Yes we should to that. And in XML, you can't ignore whitespace unless you
have a validated file and a DTD which tells you where whitespace is
ignorable.

> -----Original Message-----
> From: w3c-dist-auth-request@w3.org
> [mailto:w3c-dist-auth-request@w3.org]On Behalf Of Lisa Dusseault
> Sent: Wednesday, May 29, 2002 7:57 PM
> To: 'Julian Reschke'; 'Jason Crawford'; 'Babich, Alan'
> Cc: w3c-dist-auth@w3c.org
> Subject: RE: xml:space
>
>
>
> > How do you decide that it only consists of tags (element
> > content), if it
> > *does* include whitespace?
>
> If an element is declared to contain PCDATA, like the depth element in
> 12.1.1 in RFC 2518, then whitespace is important. If an element
> is declared
> to contain other elements, e.g. activelock in 12.1 of RFC2518, then
> whitespace around the contained elements is removable according
> to the rules
> of XML parsing.
>
> If an element is not recognized, typically it is ignored.  However, WebDAV
> properties may be retrieved which are not recognized elements, it is not
> known whether they are supposed to contain elements or text, and yet it is
> still desirable to display to the user.  In this case, a couple heuristics
> may help:
>  - if the value contains unescaped < after some white space, it probably
> contains XML elements, and the whitespace before the < and after
> the end of
> the value can be removed.  However you must recurse and make the same
> evaluation before removing internal whitespace.

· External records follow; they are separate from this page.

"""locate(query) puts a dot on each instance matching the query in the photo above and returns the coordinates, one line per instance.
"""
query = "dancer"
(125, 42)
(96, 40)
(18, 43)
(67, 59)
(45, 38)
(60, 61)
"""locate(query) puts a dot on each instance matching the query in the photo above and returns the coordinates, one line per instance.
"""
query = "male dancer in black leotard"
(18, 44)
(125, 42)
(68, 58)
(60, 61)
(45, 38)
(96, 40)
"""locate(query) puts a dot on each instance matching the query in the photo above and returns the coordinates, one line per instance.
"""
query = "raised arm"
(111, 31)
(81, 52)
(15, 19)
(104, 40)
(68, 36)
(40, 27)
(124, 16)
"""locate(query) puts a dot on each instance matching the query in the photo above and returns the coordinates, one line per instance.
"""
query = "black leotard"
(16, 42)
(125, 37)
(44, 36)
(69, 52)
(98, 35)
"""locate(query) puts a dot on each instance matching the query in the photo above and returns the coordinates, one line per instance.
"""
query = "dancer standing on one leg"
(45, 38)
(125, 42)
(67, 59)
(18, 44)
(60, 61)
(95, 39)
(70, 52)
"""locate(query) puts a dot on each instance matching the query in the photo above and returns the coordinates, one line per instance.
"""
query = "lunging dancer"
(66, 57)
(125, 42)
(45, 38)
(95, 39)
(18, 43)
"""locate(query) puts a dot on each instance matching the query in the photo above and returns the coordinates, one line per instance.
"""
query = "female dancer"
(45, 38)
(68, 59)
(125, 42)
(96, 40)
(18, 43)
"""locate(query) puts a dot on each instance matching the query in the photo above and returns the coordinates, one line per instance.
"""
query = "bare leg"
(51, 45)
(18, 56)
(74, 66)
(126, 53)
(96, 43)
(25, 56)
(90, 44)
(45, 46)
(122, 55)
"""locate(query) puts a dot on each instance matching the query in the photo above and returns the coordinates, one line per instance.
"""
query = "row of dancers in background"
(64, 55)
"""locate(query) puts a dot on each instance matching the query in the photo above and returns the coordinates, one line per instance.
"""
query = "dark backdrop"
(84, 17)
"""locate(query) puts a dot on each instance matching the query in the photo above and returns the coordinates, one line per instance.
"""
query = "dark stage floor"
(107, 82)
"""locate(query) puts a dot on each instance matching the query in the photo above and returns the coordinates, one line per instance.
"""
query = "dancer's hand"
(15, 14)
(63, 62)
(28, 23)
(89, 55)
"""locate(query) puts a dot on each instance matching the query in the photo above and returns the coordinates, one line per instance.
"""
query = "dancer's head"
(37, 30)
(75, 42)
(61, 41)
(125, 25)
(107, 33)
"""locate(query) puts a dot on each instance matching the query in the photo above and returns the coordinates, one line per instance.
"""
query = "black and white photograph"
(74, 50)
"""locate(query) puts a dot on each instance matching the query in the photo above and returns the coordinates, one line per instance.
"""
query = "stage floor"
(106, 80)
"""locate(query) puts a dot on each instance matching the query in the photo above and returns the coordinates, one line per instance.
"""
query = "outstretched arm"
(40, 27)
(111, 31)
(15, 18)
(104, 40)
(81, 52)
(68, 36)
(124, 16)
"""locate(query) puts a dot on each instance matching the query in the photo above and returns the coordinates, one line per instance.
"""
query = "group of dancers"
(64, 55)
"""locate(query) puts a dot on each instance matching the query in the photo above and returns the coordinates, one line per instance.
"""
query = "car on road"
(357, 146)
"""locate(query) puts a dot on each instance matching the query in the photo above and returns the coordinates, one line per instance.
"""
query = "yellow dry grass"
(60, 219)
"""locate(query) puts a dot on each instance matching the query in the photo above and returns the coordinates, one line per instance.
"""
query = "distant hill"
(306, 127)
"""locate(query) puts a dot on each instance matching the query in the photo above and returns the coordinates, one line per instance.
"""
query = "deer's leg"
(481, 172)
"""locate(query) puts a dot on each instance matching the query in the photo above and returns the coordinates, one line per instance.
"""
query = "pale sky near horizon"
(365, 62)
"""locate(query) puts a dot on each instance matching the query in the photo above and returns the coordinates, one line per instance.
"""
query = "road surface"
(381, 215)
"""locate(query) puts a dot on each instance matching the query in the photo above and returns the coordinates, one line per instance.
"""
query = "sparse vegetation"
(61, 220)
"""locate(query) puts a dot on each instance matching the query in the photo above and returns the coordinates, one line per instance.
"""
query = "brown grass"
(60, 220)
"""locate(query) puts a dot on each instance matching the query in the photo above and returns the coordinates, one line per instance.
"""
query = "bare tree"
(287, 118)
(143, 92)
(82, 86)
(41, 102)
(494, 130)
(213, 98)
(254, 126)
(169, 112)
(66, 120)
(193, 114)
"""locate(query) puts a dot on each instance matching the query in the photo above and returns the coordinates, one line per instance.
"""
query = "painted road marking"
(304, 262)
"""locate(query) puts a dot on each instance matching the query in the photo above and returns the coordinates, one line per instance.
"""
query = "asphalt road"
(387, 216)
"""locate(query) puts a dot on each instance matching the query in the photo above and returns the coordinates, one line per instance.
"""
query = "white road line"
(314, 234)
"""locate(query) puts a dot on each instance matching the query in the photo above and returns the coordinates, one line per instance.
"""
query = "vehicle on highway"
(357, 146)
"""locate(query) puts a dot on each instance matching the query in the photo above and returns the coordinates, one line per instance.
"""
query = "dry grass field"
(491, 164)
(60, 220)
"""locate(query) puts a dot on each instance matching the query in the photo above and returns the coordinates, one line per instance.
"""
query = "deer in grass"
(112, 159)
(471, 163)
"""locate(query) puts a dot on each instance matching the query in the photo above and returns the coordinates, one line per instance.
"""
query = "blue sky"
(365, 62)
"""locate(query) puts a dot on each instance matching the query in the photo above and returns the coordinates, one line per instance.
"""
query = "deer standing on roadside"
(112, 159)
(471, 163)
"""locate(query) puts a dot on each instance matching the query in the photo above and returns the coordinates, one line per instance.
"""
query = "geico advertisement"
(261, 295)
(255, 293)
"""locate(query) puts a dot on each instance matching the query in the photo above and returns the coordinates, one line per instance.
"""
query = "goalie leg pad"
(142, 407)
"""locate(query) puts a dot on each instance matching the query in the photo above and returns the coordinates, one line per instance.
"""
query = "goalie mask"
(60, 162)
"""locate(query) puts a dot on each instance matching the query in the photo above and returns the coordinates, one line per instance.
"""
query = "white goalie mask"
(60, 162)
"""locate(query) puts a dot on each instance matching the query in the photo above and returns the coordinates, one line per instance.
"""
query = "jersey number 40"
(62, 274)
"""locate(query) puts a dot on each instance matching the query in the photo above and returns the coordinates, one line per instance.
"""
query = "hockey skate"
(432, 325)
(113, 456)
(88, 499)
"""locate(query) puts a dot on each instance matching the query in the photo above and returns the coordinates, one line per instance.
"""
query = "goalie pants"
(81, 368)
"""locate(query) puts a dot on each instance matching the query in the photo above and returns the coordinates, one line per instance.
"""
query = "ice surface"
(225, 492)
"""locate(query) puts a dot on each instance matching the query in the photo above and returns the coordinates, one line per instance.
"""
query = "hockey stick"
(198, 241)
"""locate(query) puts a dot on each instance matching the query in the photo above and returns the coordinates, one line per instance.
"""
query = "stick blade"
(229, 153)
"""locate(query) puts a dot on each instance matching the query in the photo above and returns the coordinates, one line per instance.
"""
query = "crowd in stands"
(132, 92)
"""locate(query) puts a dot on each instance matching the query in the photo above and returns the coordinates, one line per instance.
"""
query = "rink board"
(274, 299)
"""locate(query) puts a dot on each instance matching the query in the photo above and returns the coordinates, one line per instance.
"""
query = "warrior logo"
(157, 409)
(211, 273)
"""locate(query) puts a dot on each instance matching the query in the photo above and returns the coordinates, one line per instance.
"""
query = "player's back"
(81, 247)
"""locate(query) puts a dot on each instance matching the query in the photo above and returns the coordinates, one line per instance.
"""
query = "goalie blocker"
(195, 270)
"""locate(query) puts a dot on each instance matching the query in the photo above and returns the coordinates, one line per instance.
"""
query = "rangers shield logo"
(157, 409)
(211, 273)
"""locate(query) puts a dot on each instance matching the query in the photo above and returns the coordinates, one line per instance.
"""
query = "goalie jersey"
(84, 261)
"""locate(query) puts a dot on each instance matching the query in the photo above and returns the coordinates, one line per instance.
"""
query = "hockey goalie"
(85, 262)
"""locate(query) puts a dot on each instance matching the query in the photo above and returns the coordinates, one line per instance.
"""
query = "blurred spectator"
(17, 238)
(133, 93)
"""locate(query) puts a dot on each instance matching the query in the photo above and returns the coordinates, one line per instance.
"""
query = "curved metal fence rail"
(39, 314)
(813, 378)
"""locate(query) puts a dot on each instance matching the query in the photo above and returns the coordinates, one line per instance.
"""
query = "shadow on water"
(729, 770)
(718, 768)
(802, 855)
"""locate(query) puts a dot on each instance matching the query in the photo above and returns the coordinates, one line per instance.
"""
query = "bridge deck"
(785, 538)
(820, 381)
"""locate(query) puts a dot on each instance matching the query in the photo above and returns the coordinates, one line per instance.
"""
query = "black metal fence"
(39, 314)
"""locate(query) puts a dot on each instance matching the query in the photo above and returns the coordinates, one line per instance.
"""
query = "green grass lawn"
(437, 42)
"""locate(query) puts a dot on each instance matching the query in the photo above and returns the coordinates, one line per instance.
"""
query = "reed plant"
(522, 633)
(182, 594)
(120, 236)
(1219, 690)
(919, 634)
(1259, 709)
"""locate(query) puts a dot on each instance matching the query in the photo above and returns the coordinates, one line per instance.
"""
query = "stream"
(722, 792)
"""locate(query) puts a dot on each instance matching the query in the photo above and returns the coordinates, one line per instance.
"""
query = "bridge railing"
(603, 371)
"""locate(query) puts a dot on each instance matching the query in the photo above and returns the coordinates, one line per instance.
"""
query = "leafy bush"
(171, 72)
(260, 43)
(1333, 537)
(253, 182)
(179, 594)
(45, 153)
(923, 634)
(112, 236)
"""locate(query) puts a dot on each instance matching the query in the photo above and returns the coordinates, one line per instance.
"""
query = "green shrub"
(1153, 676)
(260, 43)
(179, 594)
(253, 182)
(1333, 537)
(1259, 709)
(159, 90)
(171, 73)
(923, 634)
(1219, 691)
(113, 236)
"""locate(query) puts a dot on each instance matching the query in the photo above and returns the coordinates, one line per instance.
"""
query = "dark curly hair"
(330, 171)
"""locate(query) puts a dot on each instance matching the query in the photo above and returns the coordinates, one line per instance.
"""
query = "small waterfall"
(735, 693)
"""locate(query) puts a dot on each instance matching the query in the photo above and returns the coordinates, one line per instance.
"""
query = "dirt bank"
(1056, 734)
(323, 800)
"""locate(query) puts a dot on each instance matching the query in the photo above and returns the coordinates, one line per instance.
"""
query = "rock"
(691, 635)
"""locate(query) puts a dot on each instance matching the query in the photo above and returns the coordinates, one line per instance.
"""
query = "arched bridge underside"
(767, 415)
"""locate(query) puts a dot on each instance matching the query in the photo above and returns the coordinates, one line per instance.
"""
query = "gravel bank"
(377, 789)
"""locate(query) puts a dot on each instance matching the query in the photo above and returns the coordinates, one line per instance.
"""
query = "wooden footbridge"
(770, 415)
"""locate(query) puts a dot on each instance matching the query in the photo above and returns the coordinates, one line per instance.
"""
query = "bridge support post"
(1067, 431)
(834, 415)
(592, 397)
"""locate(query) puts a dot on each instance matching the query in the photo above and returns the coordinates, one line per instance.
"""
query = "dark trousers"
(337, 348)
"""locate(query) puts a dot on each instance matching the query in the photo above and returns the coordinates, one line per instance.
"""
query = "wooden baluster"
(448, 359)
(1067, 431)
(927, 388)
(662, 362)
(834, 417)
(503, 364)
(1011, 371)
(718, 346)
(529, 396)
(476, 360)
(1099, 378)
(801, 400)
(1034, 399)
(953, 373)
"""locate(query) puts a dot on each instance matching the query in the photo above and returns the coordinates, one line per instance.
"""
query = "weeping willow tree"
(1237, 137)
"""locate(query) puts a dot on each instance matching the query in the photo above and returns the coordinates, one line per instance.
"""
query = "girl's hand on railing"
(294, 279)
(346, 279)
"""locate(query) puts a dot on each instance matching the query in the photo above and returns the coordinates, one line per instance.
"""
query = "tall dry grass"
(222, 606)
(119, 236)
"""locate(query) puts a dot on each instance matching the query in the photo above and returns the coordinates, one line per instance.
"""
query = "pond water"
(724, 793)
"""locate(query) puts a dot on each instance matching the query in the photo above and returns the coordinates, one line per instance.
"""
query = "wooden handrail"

>  - if the value begins with "<![CDATA[", the whitespace before it can be
> removed.
>  - Otherwise white space is crucial.
>
> E.g.
> <foo1>  <whitespace-can-be-removed/>  </foo1>
> <foo2>  <![CDATA[Whitespace inside CDATA is important, but
> outside isn't]]>
> </foo2>
> <foo3>  All this whitespace is important.  </foo3>
>
> Your XML parser should be able to do this for you.  E.g. a DOM parser will
> return a regular element as the child of foo1, automatically stripping
> whitespace, and a text thing as the child of foo3 with whitespace
> preserved.
>
> > Alternatively, we could also say that ignorable WS never
> > should be sent,
> > which would make the spec much simpler.
>
> I don't think so. That would make requests/responses hard to debug. In
> practice, it's very helpful to have line returns and tabs to make
> XML easier
> to read.  It would also be adding rules on top of XML, to little purpose.
> Finally, it would be very difficult to put examples in specification text
> that conformed to this rule.
>
> > Almost. I think the easist solution is to say that whitespace
> > *always* is
> > signifcant (== ignorable whitespace SHOULD NOT be sent), and
> > then possibly
> > allow some workarounds for old known DAV: properties if we
> > need to avoid
> > breaking existing code.
>
> No, we should follow the XML rules for where whitespace is significant.
> According to those rules, whitespace is significant inside our date and
> content length (integer) properties, inside depth elements, etc.
>
> Lisa
>

Received on Wednesday, 29 May 2002 16:56:23 UTC